Points of clarification
#3 As indicated above, this section suggests that immediate action is required for radon levels above 800 Bq/m3. As before, does the "guideline" actually intend "to require" or rather "recommend"? (and similar other statements)
Response
The guideline is a recommendation only. The Points of Clarification are meant to explain the guideline in more detail. In this case, the use of the word "required" was meant to suggest a sense of urgency. This text will be modified in the guideline and Working Group report to avoid confusion.
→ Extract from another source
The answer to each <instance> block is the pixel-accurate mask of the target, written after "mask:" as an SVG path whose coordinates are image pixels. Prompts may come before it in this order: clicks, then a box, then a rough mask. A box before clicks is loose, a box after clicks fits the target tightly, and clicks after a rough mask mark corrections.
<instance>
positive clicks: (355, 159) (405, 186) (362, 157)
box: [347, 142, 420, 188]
I suggest that the time-frame for remediation be qualified in some way. I agree that exposure to "a radon concentration of 800 Bq/m3 exceeds the guideline value by 600 Bq/m3 and that after one year, this represents a cumulative excess exposure of 600 Bq years/m3". However, I suggest that some further discussion (context?) be provided as to why this might be a reasonable approach to assigning remediation priority be given. Consider, for example, exposure at 200 Bq/m3 for 35 years which represents 7000 Bq years/m3. One year at 800 represents a little over 10% of this, 2 years 20%, etc.
Response
The text of the guideline and Working Group report will be revised and simplified to suggest an urgency for testing and mitigation based on measured radon concentrations.
Rationale
#1 Perhaps semantics, but I believe that it would be difficult to measure incremental risk at 100 Bq/m3. For example, consider Figure B2 which shows the dose-response relation for the North American pooled study. The 95% CIs at all levels of exposure include "0". There is, however, a highly statistically significant excess risk based on the North American (and very importantly, the European) pooled residential case control studies. I suggest that a rewording be considered here.
Response
It is true that in both pooled studies, the lower confidence interval drops to 1.00 or even slightly below 1.00. Thus, it becomes a statistician's judgment call as to whether the effect is "significant" or not. In either case, it would be imprudent to ignore the implied health risk at 100 Bq/m3. Moreover, it is notable that two separate pooled studies with different investigators, data sets, methodologies and assumptions came to very similar conclusions. An upcoming study, to be published next year, will combine the North American and European results.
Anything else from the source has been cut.